When David Estrada was an architecture student, he was inspired by the low, sleek chairs and other furniture a generation of designers fashioned in the late 1950s through early 1970s.
Now, Estrada is coming to the table with his own designs for vintage-styled aluminum furniture. He’s hoping to sell a table with a mid-century modern design that won’t fall apart outdoors like a typical walnut wood piece from the 1950s.
“When I look at the need out there, I don’t see any availability,” he said. “You can’t put original mid-century furniture outside, because it will get ruined.”
Estrada, who opened mid-century modern furniture showroom Mid-Mod Mall in 2010, is calling his furniture startup Colorado Commercial Surfaces. He has worked with a manufacturer to produce prototypes, but hasn’t yet signed on a manufacturer for large-scale production.
Estrada hopes to have prototypes at the Mid-Mod gallery and begin selling aluminum tables by early 2017. He’s hoping to sell his tables to restaurants by marketing to the architects who design them, and also sees a market for his product in outdoor public parks.
Mid-century modern furniture has gone from Estrada’s décor of choice to a career.
Estrada started collecting and displaying the furniture in the mid-1990s, when he owned an art gallery at 1644 Market St. Gallery-goers needed a place to sit, so mid-century chairs became a staple of his shop as well as the rental properties he owned in metro Denver.
But it wasn’t until about eight years ago, when art gallery visitors offered to buy his chairs and tables off the shop floor, that Estrada considered turning his collection into a business.
“People started asking about the furniture, and one thing led to another, and here we are,” he said.
In 2010, Estrada and his wife Jimi opened Mid-Mod Mall at 3434 Brighton Blvd. in RiNo. To keep the store stocked, Estrada began fielding calls from young families selling their parents’ furniture. Often, he said, the same age group turns around to buy furniture in the showroom.

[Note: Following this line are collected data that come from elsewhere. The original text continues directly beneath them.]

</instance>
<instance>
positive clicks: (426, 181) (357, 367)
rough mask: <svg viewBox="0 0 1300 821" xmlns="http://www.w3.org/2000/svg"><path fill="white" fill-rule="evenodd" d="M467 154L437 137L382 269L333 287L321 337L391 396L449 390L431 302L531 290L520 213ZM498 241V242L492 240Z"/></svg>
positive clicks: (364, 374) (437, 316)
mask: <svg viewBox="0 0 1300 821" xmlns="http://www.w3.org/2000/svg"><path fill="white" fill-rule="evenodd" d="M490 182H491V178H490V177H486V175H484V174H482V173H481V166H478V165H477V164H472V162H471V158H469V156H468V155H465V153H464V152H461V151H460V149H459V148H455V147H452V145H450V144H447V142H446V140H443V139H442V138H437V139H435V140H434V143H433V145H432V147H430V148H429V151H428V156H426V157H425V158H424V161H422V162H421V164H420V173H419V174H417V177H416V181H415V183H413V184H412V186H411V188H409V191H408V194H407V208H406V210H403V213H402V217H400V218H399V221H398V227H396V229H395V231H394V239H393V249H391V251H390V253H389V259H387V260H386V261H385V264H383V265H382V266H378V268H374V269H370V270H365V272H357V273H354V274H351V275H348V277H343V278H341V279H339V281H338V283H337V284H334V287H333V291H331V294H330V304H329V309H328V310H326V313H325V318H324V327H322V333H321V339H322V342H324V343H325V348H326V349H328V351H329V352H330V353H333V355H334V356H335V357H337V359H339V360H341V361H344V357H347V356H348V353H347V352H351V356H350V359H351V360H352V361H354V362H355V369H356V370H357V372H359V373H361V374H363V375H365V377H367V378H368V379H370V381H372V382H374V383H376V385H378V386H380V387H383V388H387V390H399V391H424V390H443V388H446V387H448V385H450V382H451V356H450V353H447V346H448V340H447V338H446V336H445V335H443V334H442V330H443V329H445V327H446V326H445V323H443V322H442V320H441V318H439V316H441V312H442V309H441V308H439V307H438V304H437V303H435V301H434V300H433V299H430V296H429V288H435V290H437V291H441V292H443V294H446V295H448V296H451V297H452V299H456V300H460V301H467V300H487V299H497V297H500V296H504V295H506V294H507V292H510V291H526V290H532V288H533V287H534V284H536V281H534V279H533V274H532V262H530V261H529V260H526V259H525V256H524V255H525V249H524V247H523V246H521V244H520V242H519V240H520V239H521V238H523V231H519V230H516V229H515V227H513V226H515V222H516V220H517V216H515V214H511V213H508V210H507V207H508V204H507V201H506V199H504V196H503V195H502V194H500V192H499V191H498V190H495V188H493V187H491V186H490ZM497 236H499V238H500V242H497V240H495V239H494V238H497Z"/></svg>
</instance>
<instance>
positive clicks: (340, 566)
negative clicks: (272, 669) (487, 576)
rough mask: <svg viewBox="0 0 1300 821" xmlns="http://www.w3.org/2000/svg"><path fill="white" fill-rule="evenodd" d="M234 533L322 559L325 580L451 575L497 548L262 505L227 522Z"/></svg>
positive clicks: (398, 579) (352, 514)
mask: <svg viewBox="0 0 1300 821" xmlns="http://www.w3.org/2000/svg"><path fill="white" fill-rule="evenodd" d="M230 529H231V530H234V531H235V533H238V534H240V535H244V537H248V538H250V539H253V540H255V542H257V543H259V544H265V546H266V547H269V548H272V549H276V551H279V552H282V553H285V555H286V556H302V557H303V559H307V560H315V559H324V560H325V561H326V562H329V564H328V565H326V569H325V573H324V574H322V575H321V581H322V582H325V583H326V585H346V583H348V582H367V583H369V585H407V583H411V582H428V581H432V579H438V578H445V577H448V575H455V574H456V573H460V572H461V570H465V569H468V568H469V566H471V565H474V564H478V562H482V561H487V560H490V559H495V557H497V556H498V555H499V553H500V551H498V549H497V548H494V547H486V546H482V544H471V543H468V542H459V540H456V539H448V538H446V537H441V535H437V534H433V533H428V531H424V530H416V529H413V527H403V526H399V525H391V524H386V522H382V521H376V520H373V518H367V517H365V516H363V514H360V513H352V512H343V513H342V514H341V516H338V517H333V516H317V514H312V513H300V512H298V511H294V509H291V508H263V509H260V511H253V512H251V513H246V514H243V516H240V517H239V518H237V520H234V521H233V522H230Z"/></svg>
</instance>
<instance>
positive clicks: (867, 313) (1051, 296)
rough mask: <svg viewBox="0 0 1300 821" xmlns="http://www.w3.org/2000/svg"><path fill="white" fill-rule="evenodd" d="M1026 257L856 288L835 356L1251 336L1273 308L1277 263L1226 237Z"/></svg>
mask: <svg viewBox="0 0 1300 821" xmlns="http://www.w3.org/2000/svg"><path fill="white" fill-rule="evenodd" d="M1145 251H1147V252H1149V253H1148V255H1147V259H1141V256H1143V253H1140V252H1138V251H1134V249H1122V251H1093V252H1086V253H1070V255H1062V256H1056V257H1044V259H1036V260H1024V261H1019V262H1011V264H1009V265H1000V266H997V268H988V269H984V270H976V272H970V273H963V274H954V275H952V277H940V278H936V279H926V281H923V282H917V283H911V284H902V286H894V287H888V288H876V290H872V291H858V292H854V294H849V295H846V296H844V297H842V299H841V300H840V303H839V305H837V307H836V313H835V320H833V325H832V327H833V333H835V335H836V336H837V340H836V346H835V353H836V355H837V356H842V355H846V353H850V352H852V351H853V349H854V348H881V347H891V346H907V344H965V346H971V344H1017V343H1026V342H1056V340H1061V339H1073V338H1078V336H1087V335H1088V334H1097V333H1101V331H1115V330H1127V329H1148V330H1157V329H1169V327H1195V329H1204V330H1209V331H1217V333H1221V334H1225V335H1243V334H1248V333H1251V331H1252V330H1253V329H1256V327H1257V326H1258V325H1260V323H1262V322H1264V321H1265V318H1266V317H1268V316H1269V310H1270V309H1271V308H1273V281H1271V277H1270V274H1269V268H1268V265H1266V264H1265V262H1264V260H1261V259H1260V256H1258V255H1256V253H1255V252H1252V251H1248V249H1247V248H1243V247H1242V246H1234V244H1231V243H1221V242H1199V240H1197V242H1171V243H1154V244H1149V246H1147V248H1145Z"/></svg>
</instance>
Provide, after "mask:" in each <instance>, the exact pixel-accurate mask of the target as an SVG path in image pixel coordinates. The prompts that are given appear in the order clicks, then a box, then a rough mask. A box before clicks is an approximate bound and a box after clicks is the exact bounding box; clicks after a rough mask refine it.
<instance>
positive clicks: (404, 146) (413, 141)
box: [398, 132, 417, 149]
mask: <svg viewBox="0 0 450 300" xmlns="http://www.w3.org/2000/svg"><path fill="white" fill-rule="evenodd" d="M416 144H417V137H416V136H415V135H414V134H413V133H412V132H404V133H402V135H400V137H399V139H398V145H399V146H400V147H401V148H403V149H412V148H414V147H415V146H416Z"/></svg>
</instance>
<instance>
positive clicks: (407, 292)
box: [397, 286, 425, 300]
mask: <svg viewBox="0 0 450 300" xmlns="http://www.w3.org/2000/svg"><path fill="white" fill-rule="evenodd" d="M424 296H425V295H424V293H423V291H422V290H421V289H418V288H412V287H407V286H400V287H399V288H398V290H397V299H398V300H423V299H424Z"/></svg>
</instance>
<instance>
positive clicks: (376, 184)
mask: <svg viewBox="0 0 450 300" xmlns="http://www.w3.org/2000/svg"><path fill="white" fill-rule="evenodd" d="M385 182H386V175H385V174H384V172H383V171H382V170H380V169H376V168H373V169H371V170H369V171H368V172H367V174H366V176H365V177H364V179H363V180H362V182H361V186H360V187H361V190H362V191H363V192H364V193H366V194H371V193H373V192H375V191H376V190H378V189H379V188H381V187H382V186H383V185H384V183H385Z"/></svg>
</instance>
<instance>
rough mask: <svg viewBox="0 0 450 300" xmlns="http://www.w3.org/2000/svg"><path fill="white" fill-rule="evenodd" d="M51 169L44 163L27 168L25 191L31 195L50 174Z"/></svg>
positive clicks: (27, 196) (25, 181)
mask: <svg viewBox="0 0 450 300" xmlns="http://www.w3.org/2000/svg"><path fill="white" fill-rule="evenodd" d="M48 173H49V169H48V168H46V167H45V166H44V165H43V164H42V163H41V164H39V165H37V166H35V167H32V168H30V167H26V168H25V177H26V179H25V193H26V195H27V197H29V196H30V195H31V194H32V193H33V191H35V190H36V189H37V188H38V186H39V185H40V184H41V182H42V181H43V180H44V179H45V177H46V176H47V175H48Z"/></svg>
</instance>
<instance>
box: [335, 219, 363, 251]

Today, home furnishings have outpaced artwork to account for 70 percent of sales at Mid-Mod. The company also stages homes and commercial properties, Estrada said, as well as TV advertisements for companies like Dell and Chase Bank.
“What used to be truly a niche of furniture has now evolved into a mainstream decor style,” he said.
And Estrada isn’t the only local retailer reaping the benefits of the trend: Mod Livin’ Modern Furniture on East Colfax and Modmood/RETRO Consignment in Wheat Ridge also specialize in mid-century style.
Meanwhile, Estrada has watched as the cost of buying mid-century pieces, the volume of sales and the price he can charge on the showroom floor all continue to increase. Unwilling to rest on his Eames lounger, Estrada opened his second Mid-Mod showroom in May at 1351 W. 38th Ave.
“I wanted to be conveniently located for markets that include LoDo, LoHi, Sunnyside, Wash Park, City Park, Berkeley and Stapleton,” he said.